Disfunção institucional

ATUALIZAÇÃO
06 de julho de 2023

Alexandre Garcia
AUTOR

Quando alguém grita água, água, água, ou quando clama insistentemente por pão, ou desesperado ainda consegue pedir ar, é porque está sedento, faminto ou precisa respirar. Assim, hoje, como todos os dias, a palavra democracia aparece na televisão, no rádio, nos jornais, nas tribunas, na boca de políticos e eleitores. A conclusão é de que está faltando; há sede e fome de democracia, sem a qual as liberdades não respiram e morrem afogadas. Você não consegue passar um dia sem ouvir ou ler dezenas de vezes a bendita palavra, na abundância de sua escassez.


É óbvio que os responsáveis por isso somos nós. Nós permitimos e nós os elegemos. Os que operam as instituições estão lá em nosso nome. Os que escreveram a Constituição e as leis, o fizeram em nosso nome e com o nosso voto. Os que fazem funcionar a administração do estado são nossos servidores. Mas tudo isso fica na teoria, porque na prática os que receberam o poder do povo se sentem donos do estado, da lei e das instituições enquanto muitos tratados como servos, pagadores dos impostos que sustentam os poderes em três níveis - e isso não é democracia, que é o exercício do poder do povo, regido pela Constituição.

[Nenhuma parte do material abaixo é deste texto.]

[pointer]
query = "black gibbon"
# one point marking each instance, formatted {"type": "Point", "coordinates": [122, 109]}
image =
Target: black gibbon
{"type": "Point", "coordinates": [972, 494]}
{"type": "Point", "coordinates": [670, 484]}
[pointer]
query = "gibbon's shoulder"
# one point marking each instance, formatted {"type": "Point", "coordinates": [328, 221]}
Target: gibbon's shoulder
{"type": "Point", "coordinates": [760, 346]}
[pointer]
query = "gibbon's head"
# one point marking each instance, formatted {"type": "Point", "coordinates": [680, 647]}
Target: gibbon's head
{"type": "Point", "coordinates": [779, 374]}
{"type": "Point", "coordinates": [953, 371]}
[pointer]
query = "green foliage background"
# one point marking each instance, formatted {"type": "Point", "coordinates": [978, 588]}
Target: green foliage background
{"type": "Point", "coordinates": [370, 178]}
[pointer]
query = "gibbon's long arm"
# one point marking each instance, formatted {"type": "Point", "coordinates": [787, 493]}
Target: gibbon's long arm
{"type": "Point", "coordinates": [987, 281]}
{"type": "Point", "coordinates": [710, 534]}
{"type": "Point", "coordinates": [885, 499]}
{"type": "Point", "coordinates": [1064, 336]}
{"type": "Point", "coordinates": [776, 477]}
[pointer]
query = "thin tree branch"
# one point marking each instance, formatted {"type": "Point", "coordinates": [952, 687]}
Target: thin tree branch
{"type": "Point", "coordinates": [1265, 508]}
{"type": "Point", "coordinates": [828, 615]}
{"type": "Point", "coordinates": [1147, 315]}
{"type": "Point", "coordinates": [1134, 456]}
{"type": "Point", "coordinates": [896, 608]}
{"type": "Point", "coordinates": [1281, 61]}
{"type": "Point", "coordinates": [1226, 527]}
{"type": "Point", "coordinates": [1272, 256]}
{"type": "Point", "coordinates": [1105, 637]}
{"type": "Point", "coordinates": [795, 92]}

Há, portanto, uma disfunção institucional. A lei básica é desrespeitada e sendo ela desrespeitada, prevalece o arbítrio, pessoas impondo suas vontades. Se você ler comigo a Constituição, verá no primeiro artigo que deveríamos ser uma “República Federativa” num “estado democrático de direito”, e que “todo poder emana do povo”. Com a atual distribuição dos impostos, o Brasil é uma república unitária, já que o poder central centraliza os impostos. Para ser um estado democrático de direito não podemos ter exceção para o princípio do devido processo legal. E o poder do povo seria realmente exercido por seus representantes se mandantes e mandatários estivessem mais próximos, como através do voto distrital - pois hoje votam no parlamento em desacordo com seus mandantes eleitores.

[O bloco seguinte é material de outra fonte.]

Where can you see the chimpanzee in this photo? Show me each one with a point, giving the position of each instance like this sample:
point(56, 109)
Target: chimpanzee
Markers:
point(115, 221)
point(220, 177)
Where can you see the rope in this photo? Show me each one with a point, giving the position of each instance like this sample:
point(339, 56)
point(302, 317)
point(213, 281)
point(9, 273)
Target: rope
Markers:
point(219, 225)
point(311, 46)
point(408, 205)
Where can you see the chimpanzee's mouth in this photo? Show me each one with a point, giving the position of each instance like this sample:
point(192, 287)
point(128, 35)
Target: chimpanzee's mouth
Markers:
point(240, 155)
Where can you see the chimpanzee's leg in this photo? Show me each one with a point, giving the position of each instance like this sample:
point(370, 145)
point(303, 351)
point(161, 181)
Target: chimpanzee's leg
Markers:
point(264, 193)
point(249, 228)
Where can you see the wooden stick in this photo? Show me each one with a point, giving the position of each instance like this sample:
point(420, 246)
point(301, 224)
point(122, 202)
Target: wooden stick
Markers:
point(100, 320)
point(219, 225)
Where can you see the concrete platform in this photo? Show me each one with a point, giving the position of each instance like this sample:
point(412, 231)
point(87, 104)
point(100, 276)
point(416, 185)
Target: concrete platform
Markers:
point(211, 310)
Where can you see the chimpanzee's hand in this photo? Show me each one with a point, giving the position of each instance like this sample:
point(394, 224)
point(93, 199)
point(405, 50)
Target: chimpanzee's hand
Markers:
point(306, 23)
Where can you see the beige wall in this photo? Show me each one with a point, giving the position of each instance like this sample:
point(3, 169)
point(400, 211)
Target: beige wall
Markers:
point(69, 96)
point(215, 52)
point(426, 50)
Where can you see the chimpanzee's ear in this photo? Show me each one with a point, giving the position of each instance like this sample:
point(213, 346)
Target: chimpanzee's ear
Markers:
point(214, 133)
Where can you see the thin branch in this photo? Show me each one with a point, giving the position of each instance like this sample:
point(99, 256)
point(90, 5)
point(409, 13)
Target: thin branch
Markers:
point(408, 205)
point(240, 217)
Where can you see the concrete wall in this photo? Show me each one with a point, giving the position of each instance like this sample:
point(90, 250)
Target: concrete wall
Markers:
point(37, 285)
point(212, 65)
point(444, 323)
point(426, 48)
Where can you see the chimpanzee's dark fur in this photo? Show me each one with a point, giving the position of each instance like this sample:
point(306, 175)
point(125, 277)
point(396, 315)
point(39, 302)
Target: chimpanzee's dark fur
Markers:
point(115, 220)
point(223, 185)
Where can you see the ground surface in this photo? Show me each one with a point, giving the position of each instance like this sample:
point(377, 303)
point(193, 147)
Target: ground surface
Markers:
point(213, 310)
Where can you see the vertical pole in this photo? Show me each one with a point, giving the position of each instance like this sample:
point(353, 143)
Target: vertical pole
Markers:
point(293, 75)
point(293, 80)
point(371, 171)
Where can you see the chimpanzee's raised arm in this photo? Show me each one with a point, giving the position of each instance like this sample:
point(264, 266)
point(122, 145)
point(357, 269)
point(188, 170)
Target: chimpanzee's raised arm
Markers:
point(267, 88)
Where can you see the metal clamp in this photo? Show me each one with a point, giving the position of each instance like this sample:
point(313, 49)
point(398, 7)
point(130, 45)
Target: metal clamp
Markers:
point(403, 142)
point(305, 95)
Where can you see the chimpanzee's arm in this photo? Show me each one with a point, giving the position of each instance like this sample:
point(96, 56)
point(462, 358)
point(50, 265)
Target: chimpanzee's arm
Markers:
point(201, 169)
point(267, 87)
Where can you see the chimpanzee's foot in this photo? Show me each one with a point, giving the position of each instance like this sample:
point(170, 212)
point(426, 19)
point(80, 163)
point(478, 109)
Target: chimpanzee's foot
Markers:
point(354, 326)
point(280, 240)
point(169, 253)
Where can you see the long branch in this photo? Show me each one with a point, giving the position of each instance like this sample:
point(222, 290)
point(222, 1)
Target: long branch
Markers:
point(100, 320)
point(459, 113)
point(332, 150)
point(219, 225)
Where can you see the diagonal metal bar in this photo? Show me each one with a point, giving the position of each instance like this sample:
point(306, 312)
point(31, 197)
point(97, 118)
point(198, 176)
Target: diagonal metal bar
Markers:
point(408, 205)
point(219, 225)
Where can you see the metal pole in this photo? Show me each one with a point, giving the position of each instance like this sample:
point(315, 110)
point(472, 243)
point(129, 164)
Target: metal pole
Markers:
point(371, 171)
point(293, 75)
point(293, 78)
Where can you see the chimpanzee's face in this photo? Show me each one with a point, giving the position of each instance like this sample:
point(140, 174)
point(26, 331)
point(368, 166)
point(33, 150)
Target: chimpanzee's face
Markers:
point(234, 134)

O segundo artigo da lei básica diz que são independentes o Legislativo, o Executivo e o Judiciário - nessa ordem. A ordem hoje está invertida, e o sistema de governo é presidencial só no nome, pois o residente tem pouca autonomia. O Judiciário legisla e intervém no executivo. No art. 5º, você lerá: “Todos são iguais perante a lei, sem distinção de qualquer natureza” - e muitas leis já foram feitas e até criadas no Judiciário, aplicando distinções. Ao negar a igualdade, usam a falácia da “ação afirmativa” para discriminar.

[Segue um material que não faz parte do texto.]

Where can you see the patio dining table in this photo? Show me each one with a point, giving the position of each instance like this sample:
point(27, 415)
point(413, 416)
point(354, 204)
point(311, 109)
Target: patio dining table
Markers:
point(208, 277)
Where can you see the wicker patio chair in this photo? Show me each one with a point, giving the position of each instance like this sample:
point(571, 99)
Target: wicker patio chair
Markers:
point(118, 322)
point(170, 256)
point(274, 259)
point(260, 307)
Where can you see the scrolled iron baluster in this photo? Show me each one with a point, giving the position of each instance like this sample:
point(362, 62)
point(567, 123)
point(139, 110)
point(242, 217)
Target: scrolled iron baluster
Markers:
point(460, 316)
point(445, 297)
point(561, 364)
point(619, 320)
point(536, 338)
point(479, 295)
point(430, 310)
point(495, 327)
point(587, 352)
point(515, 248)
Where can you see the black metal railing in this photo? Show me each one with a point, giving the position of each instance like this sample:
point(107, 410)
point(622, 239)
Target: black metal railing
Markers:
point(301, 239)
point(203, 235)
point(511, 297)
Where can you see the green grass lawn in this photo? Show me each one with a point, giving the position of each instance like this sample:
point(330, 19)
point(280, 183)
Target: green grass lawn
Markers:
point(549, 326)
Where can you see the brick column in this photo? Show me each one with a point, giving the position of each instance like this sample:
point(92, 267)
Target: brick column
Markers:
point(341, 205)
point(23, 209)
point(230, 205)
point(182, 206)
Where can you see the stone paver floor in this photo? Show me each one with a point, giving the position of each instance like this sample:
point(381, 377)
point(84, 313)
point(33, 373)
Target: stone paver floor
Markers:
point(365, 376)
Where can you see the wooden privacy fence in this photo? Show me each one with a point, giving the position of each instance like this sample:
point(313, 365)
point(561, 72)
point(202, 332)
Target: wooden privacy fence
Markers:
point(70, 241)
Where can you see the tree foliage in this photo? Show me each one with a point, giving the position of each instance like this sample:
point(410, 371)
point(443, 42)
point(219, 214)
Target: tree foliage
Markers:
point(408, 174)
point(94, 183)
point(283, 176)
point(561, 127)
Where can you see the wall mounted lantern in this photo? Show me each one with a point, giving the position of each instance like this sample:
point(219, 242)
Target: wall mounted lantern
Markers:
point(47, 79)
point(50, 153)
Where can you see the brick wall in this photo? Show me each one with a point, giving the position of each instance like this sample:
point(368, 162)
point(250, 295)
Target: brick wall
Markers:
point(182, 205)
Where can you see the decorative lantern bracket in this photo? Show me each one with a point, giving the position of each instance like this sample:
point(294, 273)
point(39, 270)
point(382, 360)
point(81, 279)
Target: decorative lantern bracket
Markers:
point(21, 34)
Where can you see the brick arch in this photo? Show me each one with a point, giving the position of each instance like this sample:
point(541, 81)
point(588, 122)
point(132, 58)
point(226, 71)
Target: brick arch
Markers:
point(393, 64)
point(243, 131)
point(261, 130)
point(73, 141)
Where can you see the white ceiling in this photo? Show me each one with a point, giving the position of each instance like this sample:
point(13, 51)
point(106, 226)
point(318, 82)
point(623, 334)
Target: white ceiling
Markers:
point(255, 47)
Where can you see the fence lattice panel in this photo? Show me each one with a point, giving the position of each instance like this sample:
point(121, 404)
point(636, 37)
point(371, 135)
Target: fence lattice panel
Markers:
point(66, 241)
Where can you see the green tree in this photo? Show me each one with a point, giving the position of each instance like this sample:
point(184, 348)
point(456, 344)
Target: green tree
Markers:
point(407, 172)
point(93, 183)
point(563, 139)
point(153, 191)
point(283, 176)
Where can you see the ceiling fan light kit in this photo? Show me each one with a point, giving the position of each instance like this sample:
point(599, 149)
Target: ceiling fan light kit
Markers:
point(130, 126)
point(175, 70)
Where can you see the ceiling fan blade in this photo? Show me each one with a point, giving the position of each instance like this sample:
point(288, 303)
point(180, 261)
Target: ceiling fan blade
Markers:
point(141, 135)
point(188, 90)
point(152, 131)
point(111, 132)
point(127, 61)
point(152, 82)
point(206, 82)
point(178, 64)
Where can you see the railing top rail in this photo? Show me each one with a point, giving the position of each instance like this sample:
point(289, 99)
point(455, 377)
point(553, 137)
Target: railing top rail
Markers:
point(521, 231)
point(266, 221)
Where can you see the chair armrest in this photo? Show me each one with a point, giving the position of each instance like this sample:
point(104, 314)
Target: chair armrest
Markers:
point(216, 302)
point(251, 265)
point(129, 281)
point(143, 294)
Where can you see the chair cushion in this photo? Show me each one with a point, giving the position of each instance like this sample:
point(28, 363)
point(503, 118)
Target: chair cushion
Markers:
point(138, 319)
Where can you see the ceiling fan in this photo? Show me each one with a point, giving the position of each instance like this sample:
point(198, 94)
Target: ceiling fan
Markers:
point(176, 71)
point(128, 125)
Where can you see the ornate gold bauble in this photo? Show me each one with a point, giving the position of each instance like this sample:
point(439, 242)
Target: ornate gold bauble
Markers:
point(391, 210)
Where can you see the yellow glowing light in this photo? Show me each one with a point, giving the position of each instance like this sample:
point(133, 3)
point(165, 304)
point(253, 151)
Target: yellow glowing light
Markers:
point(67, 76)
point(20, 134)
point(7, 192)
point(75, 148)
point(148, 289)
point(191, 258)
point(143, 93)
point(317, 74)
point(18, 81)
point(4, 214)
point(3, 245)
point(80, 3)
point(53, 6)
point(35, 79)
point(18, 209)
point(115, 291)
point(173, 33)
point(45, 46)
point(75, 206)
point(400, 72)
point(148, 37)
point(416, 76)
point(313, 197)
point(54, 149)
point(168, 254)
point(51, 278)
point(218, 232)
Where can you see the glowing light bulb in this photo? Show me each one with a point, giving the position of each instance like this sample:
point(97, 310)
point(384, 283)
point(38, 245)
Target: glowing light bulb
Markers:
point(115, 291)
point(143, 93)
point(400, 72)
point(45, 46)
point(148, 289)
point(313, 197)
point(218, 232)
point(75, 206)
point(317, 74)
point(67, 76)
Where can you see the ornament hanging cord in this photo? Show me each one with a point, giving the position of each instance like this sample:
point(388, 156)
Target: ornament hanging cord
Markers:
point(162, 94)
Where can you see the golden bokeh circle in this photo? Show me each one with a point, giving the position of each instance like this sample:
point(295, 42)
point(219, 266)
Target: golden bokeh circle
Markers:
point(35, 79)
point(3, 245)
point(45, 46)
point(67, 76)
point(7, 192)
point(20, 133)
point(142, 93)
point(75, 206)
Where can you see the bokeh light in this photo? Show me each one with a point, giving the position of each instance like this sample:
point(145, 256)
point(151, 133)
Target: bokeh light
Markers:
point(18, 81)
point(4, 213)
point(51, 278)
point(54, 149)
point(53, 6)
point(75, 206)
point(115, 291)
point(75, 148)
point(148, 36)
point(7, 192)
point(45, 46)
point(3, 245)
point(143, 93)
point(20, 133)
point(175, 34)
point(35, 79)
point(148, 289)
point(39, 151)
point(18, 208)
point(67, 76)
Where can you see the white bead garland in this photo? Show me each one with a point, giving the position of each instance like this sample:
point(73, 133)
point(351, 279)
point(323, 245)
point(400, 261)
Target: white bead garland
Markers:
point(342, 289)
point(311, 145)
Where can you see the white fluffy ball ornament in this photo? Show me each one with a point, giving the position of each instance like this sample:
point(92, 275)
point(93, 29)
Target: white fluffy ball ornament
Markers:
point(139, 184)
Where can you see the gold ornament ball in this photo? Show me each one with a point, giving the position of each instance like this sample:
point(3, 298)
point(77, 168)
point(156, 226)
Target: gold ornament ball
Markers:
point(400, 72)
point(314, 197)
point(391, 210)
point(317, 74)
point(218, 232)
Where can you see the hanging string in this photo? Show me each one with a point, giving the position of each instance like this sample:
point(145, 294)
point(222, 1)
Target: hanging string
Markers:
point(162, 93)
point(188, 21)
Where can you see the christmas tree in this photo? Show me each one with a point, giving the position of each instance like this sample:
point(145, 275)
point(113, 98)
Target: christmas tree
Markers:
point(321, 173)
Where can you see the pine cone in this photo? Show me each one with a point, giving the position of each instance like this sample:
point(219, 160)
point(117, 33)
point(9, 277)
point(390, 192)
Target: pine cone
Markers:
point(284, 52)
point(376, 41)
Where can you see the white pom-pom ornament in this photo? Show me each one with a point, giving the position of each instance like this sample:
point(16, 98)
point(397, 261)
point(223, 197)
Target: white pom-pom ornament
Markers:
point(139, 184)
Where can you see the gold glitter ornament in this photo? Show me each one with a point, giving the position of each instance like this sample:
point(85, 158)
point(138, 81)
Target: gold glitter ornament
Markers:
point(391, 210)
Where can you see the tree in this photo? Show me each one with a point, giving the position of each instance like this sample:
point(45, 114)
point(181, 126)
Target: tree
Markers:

O capítulo dos direitos e deveres individuais e coletivos é tão fundamental que só pode ser alterado por uma assembleia constituinte, mas já virou rotina desrespeitar a livre manifestação do pensamento(IV), a livre expressão(IX), a inviolabilidade do sigilo das comunicações(XII), o direito de reunião pacífica sem armas(XVI), o direito de propriedade(XXII). O mesmo art. 5º estabelece que não haverá juízo ou tribunal de exceção, mas inquéritos sem o Ministério Público, como estabelecem os art. 127 e 129, fazem exceção ao devido processo legal, essencial em democracia.


O art. 52 diz que presidente condenado fica oito anos inabilitado para função pública, mas isso foi desrespeitado na condenação de Dilma e foi a porteira por onde começou a passar a boiada. O 53 diz que deputados e senadores são invioláveis por quaisquer palavras, mas não têm sido. O art. 220 garante a manifestação do pensamento, sem qualquer restrição, sob qualquer forma, processo ou veículo; diz que nenhuma lei poderá ser embaraço à informação, sendo vedada toda e qualquer censura política, ideológica e artística. Não preciso dizer a você, que está sedento por democracia, o quanto nos faz falta cumprir a Constituição.